The EMA provides guidance on good pharmacovigilance practices ("GVP") to facilitate the performance of pharmacovigilance in the European Union ("EU"). They apply to marketing authorisation holders, the EMA and competent authorities in EU Member States. The GVP are divided into modules, each providing guidance on a distinct area of pharmacovigilance. This week new revisions to Module III on Pharmacovigilance Inspections and Module VI on Management and Reporting of Adverse Reactions to Medicinal Products came into effect.

Module III – Pharmacovigilance Inspections

GVP Module III provides guidance on the planning, conduct, reporting and follow-up of pharmacovigilance inspections in the EU. It outlines the roles of the different parties involved. Competent authorities of EU Member States, in cooperation with the EMA, conduct pharmacovigilance inspections to:

  • Determine that the marketing authorisation holder has personnel, systems and facilities in place to meet their pharmacovigilance obligations;
  • Identify, record and address non-compliance which may pose a risk to public health; and
  • Use the inspection results as a basis for enforcement action.

Pharmacovigilance inspections should be planned, coordinated, conducted, reported on, followed-up and documented in accordance with EU agreed inspection procedures. GVP Module III has now been updated to include reference to the new EU procedure on the coordination of pharmacovigilance inspections, which came into effect on 1 June 2014. The new procedure on the coordination of inspections describes different EU inspection programmes and other procedures for EU pharmacovigilance inspections.

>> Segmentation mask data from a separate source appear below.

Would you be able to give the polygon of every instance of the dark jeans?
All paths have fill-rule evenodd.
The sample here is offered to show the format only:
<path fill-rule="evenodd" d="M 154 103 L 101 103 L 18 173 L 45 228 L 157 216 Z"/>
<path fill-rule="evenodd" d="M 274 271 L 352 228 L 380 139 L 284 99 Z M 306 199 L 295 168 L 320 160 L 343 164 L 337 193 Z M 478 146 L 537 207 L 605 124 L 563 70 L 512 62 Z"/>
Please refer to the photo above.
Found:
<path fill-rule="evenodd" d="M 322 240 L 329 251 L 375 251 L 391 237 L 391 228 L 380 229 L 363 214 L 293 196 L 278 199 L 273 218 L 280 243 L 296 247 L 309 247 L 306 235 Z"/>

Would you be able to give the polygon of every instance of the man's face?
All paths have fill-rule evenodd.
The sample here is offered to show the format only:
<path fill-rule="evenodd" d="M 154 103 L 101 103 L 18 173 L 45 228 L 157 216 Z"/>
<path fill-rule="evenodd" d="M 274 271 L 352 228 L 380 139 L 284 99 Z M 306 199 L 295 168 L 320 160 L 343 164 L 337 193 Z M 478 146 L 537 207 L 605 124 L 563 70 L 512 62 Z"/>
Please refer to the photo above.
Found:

Module VI – Management and Reporting of Adverse Reactions to Medicinal Products

GVP Module VI provides guidance on the collection, data management and reporting of suspected adverse reactions associated with medicinal products for human use authorised in the EU.

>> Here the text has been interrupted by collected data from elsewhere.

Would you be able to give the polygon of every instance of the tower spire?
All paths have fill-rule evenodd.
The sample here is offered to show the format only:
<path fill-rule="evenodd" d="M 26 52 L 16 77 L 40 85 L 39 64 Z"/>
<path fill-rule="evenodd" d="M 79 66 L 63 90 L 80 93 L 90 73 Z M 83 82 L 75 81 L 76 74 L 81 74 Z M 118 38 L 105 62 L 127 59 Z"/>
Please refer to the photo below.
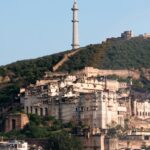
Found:
<path fill-rule="evenodd" d="M 74 3 L 77 3 L 77 0 L 74 0 Z"/>
<path fill-rule="evenodd" d="M 79 48 L 79 34 L 78 34 L 78 5 L 77 5 L 77 0 L 74 0 L 74 4 L 73 4 L 73 37 L 72 37 L 72 49 L 77 49 Z"/>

GVP Module VI has been revised to provide clarification on the clock start for reporting valid case reports and on the handling of languages in case reports. The revisions include additional guidance on reporting from post-authorisation safety studies.

Additional GVP Modules

The EMA continues to develop additional modules on GVP. The remaining modules are expected to be published in late 2014/early 2015 and will cover:

  • Public participation in pharmacovigilance;
  • Continuous pharmacovigilance, on-going benefit-risk evaluation, regulatory action and planning of public communication; and
  • International cooperation.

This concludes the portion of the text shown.